Last time I had no easy access to food was ten days ago actually. I am just ending a work mission in Saint Lucia and arrived late and without local monney, and stayed without access to an ATM in the first days. I had no meal in the first two days because the work schedule was also very tight (and I refused to buy the ‘sandwich’ sold on board of the ferry because it was so junk food I could not proceed). Fortunately, I found a few public mango trees bearing fruits, gathered a few cashew pomes, and farmers I met for work offered young coconuts with pulp. Of course, that’s the typical blessing of the tropics, but food foraging may yield some abundance depending on the season in temperate places too.
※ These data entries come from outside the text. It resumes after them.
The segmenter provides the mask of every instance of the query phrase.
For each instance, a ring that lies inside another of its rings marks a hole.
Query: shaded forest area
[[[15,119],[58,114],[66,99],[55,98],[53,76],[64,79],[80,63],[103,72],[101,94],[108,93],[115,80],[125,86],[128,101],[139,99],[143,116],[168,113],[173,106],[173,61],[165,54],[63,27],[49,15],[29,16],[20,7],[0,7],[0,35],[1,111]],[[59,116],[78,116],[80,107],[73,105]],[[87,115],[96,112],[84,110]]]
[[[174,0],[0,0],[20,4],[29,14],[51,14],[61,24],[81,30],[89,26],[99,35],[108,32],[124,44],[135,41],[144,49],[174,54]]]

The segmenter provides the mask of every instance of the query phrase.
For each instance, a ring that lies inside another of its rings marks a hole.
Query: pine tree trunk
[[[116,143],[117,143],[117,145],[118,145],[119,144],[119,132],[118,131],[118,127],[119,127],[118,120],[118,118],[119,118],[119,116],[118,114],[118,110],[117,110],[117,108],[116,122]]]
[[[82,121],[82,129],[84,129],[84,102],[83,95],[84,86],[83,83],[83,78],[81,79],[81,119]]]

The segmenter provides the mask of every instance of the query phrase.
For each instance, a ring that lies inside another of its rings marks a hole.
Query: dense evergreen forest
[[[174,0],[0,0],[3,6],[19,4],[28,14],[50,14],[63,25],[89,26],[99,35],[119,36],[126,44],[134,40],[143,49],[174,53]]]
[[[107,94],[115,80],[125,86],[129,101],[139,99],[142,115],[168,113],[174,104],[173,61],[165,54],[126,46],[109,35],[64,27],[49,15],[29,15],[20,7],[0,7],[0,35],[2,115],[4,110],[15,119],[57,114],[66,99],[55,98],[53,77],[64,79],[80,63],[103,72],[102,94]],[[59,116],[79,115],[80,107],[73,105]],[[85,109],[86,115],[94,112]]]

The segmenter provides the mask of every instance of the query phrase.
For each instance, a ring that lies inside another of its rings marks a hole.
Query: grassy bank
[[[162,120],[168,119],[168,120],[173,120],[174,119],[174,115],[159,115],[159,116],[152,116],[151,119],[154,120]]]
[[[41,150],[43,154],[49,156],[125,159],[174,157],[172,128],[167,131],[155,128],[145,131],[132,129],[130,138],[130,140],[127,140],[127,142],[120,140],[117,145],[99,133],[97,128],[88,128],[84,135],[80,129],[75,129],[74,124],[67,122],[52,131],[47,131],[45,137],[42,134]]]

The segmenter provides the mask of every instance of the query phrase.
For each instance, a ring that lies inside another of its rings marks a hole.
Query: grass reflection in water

Though overall, I am also completely agreeing that unprocessed food is actually much cheaper than industrial processed foods. The issue may not completely be about diet knowledge, though. Sometimes it is about daily spending amount. Not everyone would decide to wait a day or two before buying vegetables in greater amount (in the case I have in mind, carots were cheaper than brocoli), but if you do you can escape the inital distress and overcome access to nutritionally correct diet at affordable cost.
Anyhow.
No need to apologize, Laurent! Very interesting comment.